Per quel che riguarda i trapianti, i primi controlli sono quelli che vengono fatti sui donatori. L’organo, come previsto dalle linee guida, viene prelevato da un donatore solo se negativo al Covid-19. «Siamo ovviamente attenti – dice il direttore sanitario Giuseppe Russo – al monitoraggio del ricevente, che viene sottoposto a più livelli di verifica attraverso test rapidi, tamponi e persino tac al torace. Non possiamo permettere che il paziente venga in contatto con il Covid, altrimenti la sua stessa vita sarebbe a rischio». Accertare che donatore e ricevente siano negativi al contagio non basta, per questo la direzione strategica ha misure di controllo di tutto l’ambiente circostante, a partire dalle equipe di medici. Questo ha significato creare una bolla attorno all’intero Dipartimento Trapianti del Cardarelli. Tutti gli operatori sanitari sono sottoposti con regolarità a test rapidi e, se necessario, a tamponi molecolari. Un cordone di sicurezza esteso persino alle donne e agli uomini delle pulizie, per evitare che un dipendente asintomatico possa inconsapevolmente introdurre il virus.

LA BOLLA

È grazie a questi protocolli che l’attività di trapianto del Cardarelli prosegue nonostante l’attuale escalation dei contagi.
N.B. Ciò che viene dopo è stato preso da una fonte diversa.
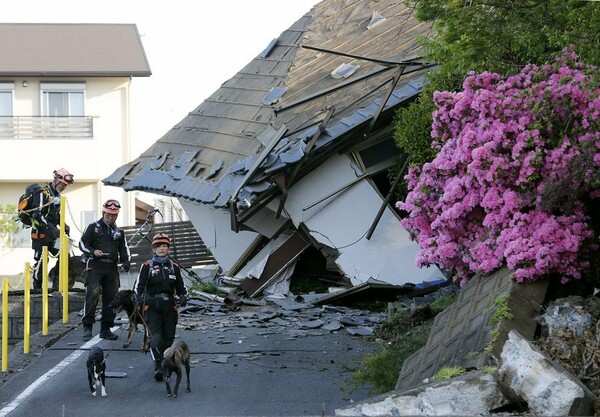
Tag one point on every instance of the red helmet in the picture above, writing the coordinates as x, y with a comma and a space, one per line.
62, 175
161, 238
111, 207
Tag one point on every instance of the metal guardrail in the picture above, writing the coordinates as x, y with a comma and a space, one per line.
45, 127
187, 247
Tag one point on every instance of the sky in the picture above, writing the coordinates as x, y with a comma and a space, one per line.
192, 47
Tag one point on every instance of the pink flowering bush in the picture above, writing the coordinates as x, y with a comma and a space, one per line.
503, 144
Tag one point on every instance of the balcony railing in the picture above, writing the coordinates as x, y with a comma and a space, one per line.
44, 127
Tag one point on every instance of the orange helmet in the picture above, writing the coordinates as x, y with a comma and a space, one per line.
161, 238
111, 207
62, 175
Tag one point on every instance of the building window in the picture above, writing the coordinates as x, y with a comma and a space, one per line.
6, 95
62, 99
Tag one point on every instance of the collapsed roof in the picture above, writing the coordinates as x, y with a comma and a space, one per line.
319, 88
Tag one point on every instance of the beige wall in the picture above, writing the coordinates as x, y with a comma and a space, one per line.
90, 160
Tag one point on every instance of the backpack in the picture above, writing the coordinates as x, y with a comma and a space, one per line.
26, 203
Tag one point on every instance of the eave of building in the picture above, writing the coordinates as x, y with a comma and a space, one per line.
209, 155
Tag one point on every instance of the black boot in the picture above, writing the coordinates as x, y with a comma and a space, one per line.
87, 332
105, 333
158, 371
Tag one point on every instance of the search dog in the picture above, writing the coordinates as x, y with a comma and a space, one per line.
174, 358
125, 300
96, 368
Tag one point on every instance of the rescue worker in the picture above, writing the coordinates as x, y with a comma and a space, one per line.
45, 221
104, 244
155, 287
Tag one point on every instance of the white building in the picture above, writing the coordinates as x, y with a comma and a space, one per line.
65, 102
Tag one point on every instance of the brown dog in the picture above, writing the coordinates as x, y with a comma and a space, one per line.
125, 300
174, 358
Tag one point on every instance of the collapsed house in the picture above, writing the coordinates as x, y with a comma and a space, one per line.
289, 159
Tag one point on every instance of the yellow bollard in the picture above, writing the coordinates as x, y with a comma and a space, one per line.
65, 266
45, 290
27, 307
64, 260
63, 253
5, 325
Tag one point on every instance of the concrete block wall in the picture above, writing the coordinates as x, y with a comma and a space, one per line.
460, 333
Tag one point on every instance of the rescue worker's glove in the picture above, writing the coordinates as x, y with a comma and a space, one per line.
139, 303
183, 301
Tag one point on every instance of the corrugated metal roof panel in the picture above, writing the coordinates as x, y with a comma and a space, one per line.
51, 49
234, 126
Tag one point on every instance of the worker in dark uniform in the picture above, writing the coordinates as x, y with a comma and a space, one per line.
156, 285
104, 244
46, 219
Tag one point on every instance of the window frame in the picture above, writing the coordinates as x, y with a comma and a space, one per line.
8, 87
64, 88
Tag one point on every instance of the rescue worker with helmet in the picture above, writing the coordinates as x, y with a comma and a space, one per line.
155, 287
45, 220
104, 245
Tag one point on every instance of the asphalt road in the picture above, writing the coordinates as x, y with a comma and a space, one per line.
246, 363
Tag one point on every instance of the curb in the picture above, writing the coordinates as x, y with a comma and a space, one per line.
38, 343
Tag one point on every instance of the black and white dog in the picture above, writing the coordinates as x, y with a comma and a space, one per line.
96, 370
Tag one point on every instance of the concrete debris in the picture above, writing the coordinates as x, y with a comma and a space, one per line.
547, 388
565, 314
473, 394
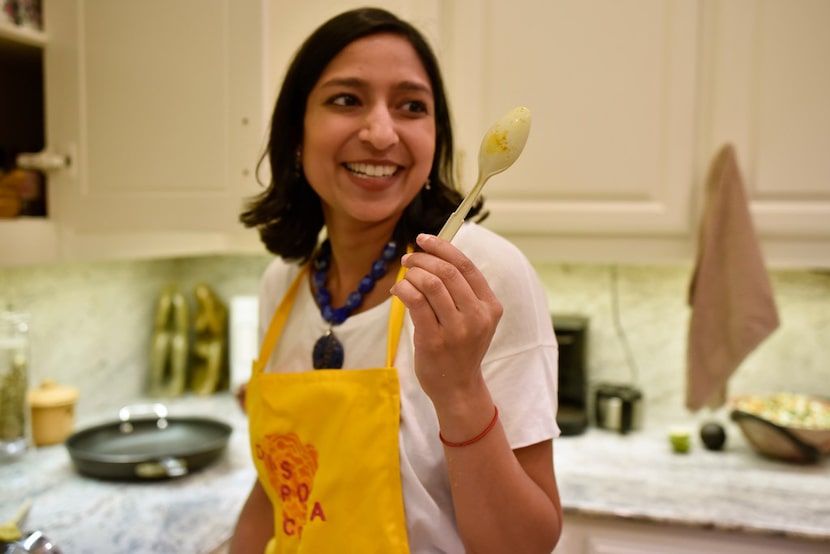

«Com’è giusto, il Cardarelli si è allineato alle direttive regionali per il contenimento del virus», spiega il direttore generale Giuseppe Longo. «Stiamo facendo uno sforzo enorme, ma questo non significa che arretriamo sull’attività di emergenza urgenza. Il Cardarelli riveste un ruolo centrale in ambito regionale anche per le reti tempo dipendenti e non abbiamo nessuna intenzione di ridurre o compromettere quest’attività. Sarà determinante riuscire a ridurre la circolazione del virus, ma il messaggio che deve passare è anche di fiducia nei confronti di un’azienda ospedaliera che ha adottato tutte le precauzioni possibili e che non ha intenzione di tagliare servizi essenziali».